Coder Social home page Coder Social logo

ptrhash's Introduction

PTRHash

PTRHash is a fast and space efficient minimal perfect hash function that maps a list of n distinct keys into [n]. It is an adaptation of PTHash, and written in Rust.

I'm keeping a blogpost with remarks, ideas, implementation notes, and experiments at https://curiouscoding.nl/posts/ptrhash.

Contact

Feel free to make issues and/or PRs, reach out on twitter @curious_coding, or on matrix @curious_coding:matrix.org.

Performance

PTRHash supports up to $2^{40}$ keys. For default parameters $\alpha = 0.98$, $c=9$, constructing a MPHF of $n=10^9$ integer keys gives:

  • Construction takes 19s on my i7-10750H (3.6GHz) using 6 threads:
    • 5s to sort hashes,
    • 12s to find pilots.
  • Memory usage is 2.69bits/key:
    • 2.46bits/key for pilots,
    • 0.24bits/key for remapping.
  • Queries take:
    • 18ns/key when indexing sequentially,
    • 8.2ns/key when streaming with prefetching,
    • 2.9ns/key when streaming with prefetching, using 4 threads.
  • When giving up on minimality of the hash and allowing values up to $n/\alpha$, query times slightly improve:
    • 14ns/key when indexing sequentially,
    • 7.5ns/key when streaming using prefetching,
    • 2.8ns/key when streaming with prefetching, using 4 threads.

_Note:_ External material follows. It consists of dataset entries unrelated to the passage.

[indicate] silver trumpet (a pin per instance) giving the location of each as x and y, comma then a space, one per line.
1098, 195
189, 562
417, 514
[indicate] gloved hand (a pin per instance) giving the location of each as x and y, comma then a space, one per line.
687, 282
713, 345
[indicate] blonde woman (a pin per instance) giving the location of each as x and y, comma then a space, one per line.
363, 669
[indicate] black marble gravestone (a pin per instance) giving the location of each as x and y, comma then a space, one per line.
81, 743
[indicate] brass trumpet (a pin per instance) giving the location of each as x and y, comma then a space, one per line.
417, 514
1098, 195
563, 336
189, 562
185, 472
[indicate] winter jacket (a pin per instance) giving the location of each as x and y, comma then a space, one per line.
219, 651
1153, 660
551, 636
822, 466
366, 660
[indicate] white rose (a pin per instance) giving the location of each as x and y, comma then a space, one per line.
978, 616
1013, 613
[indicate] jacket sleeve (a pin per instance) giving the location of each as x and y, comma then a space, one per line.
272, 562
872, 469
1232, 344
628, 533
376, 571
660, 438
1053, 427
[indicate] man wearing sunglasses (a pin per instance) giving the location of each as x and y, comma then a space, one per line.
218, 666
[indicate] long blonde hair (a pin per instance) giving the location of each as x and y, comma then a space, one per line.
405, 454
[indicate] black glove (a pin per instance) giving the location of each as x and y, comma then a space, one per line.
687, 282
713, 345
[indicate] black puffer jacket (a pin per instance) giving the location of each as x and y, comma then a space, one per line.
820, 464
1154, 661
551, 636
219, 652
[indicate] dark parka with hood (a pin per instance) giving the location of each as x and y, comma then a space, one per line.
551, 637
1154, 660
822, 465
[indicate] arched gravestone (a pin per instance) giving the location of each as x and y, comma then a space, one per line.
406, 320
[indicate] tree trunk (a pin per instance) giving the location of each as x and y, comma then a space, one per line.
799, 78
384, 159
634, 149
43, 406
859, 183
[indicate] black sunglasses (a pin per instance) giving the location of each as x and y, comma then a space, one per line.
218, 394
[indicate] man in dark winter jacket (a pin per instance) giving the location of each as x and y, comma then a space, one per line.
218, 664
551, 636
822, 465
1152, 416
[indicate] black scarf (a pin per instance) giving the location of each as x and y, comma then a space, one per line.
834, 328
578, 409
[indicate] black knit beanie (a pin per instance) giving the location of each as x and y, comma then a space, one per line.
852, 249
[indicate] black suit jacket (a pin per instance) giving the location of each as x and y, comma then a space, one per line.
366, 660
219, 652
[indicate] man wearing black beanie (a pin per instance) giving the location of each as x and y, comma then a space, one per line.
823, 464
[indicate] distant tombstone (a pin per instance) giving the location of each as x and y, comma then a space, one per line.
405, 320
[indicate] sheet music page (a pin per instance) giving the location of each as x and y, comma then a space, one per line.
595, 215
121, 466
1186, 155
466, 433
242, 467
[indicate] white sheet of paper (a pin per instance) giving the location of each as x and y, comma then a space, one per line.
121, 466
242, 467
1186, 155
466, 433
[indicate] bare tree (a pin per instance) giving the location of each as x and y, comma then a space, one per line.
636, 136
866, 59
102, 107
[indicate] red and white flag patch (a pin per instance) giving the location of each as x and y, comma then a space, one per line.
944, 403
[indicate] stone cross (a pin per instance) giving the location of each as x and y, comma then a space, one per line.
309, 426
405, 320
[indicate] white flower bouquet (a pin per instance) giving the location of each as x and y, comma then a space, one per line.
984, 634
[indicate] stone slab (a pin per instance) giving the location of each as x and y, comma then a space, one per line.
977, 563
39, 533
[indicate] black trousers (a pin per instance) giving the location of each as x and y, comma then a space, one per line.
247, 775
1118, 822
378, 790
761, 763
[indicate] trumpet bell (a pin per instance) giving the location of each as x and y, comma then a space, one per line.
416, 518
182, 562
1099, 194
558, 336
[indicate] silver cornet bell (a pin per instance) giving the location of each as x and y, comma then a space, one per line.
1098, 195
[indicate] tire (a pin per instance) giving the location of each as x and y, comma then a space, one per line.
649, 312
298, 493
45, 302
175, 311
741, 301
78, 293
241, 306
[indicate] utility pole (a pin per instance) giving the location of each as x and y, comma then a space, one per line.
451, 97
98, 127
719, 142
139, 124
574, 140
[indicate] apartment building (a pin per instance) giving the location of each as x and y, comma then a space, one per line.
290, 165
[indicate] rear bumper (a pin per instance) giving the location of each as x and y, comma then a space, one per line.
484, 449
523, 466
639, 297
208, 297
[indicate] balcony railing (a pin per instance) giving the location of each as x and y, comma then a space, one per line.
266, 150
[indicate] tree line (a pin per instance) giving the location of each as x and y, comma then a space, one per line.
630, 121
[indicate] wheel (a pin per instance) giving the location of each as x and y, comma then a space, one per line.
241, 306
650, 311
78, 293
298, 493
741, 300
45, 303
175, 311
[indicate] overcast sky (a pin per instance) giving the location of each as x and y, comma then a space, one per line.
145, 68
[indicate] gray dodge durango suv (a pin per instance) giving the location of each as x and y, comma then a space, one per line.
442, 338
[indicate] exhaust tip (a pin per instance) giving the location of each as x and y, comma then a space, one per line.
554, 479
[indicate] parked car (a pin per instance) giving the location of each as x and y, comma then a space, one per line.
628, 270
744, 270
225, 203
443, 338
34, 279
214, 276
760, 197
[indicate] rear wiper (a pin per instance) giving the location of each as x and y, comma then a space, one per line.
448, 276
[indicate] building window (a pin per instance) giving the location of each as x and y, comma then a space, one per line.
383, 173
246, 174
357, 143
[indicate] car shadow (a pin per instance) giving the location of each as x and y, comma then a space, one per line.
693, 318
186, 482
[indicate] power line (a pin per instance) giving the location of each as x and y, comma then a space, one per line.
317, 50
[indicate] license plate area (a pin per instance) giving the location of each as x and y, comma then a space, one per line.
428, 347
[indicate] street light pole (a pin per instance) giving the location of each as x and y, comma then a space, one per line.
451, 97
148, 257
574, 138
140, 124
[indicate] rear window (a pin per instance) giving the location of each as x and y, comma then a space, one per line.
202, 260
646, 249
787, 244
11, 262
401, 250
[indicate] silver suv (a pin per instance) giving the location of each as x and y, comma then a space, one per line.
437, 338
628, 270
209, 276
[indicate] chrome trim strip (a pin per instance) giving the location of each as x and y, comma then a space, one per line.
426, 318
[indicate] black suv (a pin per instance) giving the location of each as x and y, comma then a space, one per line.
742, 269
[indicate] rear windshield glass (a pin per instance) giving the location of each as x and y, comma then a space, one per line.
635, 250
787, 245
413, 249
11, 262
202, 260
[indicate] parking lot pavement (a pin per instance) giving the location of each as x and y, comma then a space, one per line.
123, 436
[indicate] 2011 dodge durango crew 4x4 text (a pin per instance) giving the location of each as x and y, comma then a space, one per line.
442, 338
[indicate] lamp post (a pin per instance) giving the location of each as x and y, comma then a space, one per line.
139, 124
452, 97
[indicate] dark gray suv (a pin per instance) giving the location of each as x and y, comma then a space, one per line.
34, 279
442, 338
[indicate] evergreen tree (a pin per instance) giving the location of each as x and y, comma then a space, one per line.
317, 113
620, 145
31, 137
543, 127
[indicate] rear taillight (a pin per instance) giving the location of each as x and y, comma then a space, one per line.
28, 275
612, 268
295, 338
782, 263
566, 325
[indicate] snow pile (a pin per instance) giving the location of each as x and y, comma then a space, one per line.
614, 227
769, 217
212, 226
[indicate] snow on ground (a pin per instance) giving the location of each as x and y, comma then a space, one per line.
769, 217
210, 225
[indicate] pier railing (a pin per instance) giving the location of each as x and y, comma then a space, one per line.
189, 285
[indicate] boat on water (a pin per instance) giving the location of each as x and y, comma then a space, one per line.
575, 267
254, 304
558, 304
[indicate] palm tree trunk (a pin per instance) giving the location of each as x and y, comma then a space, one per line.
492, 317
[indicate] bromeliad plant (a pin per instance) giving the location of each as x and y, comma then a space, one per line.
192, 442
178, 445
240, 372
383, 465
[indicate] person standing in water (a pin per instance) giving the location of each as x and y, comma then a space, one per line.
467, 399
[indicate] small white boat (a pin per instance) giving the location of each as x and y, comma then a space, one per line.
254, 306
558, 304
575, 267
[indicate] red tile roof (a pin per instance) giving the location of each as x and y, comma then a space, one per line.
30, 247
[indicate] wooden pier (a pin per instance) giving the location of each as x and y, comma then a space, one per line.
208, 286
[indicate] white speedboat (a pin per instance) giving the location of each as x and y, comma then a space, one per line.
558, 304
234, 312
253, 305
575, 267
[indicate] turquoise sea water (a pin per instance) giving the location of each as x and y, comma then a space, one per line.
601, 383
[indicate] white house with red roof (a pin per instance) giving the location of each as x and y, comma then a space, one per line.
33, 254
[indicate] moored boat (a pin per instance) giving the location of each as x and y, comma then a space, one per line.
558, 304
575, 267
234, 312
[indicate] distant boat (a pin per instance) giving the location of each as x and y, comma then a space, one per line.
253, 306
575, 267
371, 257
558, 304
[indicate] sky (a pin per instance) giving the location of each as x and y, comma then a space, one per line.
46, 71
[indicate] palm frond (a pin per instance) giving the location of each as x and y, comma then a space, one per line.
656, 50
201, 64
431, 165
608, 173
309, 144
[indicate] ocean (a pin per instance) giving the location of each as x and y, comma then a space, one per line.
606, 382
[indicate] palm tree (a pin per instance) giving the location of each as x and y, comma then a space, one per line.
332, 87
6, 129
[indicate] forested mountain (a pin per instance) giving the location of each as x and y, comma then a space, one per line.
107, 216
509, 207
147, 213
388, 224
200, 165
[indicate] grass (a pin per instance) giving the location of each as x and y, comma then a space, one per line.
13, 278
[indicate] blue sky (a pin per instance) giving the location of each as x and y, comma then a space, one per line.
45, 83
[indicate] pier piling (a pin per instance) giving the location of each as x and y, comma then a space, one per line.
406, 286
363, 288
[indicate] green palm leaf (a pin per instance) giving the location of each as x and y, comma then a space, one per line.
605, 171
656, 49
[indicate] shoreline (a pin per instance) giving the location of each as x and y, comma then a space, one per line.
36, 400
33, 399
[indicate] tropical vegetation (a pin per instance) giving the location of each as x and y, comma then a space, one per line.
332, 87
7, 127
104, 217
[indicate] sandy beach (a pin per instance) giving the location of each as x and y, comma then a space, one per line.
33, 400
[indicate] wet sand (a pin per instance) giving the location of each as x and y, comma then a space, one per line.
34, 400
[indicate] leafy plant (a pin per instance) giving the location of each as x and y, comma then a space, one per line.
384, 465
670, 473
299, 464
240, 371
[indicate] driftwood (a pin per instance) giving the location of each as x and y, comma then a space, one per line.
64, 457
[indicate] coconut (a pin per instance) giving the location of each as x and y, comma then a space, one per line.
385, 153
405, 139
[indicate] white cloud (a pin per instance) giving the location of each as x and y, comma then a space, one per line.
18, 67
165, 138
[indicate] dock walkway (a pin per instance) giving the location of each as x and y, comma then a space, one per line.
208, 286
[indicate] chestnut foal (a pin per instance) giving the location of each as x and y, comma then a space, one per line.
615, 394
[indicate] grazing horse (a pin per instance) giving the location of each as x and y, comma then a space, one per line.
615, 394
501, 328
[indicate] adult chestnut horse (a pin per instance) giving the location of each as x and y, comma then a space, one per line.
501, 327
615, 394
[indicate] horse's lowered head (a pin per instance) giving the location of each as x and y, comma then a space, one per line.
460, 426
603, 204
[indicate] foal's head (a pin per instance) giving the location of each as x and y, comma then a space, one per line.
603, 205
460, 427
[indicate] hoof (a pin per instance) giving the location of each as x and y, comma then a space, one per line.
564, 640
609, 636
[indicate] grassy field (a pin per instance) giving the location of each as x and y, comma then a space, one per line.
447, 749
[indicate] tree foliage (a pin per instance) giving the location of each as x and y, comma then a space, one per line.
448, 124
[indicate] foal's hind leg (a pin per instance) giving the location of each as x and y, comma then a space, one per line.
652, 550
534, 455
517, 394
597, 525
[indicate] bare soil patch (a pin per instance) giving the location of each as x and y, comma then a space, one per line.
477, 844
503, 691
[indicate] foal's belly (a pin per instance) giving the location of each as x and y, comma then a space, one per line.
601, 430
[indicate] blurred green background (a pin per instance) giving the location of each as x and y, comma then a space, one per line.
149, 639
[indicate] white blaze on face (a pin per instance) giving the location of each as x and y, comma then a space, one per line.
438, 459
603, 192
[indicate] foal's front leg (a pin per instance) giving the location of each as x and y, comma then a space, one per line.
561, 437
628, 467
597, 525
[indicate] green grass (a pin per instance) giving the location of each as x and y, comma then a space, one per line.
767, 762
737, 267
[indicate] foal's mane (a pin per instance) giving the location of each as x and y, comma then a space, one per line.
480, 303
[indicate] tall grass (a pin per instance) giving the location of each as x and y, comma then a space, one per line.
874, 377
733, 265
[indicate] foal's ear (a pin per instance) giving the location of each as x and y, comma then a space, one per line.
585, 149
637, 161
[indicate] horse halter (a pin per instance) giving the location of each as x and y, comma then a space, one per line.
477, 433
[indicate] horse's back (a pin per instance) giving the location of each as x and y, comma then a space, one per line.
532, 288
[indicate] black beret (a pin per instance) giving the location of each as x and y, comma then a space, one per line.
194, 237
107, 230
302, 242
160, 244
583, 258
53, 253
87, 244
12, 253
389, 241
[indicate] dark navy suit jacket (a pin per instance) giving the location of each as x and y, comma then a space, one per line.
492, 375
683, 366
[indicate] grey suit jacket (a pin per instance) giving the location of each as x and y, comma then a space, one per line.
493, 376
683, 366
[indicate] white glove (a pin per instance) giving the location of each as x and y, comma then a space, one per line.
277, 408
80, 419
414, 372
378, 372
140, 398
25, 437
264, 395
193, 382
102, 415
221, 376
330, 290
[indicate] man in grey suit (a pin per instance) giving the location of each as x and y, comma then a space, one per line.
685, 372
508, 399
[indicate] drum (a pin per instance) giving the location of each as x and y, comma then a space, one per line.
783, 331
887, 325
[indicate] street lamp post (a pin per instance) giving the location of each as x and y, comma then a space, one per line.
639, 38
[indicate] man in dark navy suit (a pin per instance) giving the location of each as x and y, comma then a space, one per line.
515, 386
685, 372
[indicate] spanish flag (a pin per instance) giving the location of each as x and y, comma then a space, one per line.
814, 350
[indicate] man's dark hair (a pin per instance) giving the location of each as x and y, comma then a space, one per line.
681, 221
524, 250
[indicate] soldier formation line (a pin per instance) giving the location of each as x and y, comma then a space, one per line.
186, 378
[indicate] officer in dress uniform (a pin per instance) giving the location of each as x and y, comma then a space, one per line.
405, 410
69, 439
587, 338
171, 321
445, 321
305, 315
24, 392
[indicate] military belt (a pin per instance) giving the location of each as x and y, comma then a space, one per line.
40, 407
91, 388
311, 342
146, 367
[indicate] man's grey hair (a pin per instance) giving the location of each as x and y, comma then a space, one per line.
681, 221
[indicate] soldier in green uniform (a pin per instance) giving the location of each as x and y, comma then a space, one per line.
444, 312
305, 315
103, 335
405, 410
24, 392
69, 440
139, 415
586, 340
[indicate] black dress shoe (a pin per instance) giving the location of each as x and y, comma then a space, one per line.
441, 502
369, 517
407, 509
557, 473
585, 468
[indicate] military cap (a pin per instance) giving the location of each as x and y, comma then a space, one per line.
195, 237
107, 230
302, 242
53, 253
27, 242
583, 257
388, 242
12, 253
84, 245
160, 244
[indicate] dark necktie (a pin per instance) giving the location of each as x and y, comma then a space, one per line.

Query throughput per thread fully saturates the prefetching bandwidth of each core, and multithreaded querying fully saturates the DDR4 memory bandwidth.

Algorithm

Parameters:

  • Given are $n < 2^40 \approx 10^{11}$ keys.
  • We partition into $P$ parts each consisting of $\approx 200000$ keys.
  • Each part consists of $B$ buckets and $S$ slots, with $S$ a power of $2$.
  • The total number of buckets $B\cdot P$ is roughly $n/\log n \cdot c$, for a parameter $c\sim 8$.
  • The total number of slots is $S \cdot P$ is roughly $n / \alpha, for a parameter $\alpha \sim 0.98$.

Query:

Given a key $x$, compute in order:

  1. $h = h(x)$, the hash of the key which is uniform in $[0, 2^{64})$.
  2. $part = \left\lfloor \frac {P\cdot h}{2^{64}} \right\rfloor$, the part of the key.
  3. $h' = (P\cdot h) \mod 2^{64}$.
  4. We split buckets into large and small buckets. (This speeds up construction.) Specifically we map $\beta = 0.6$ of elements into $\gamma = 0.3$ of buckets:

$$bucket = B\cdot part + \begin{cases} \left\lfloor \frac{\gamma B}{\beta 2^{64}} h'\right\rfloor& \text{if } h' < \beta \cdot 2^{64} \\ \left\lfloor\gamma B + \frac{(1-\gamma)B}{(1-\beta)2^{64}} h'\right\rfloor & \text{if } h' \geq \beta \cdot 2^{64}. \\ \end{cases}$$

  1. Look up the pilot $p$ for the bucket $bucket$.
  2. For some 64bit mixing constant $C$, the slot is:

$$ slot = part \cdot S + ((h \oplus (C \cdot p)) \cdot C) \mod S $$

Compared to PTHash

PTRHash extends it in a few ways:

  • 8-bit pilots: Instead of allowing pilots to take any integer value, we restrict them to [0, 256) and store them as Vec<u8> directly, instead of requiring a compact or dictionary encoding.

  • Displacing: To get all pilots to be small, we use displacing, similar to cuckoo hashing: Whenever we cannot find a collision-free pilot for a bucket, we find the pilot with the fewest collisions and displace all colliding buckets, which are pushed on a queue after which they will search for a new pilot.

  • Partitioning: To speed up construction, we partition all keys/hashes into parts such that each part contains $S=2^k$ slots, which we choose to be roughly the size of the L1 cache. This significantly speeds up construction since all reads of the taken bitvector are now very local.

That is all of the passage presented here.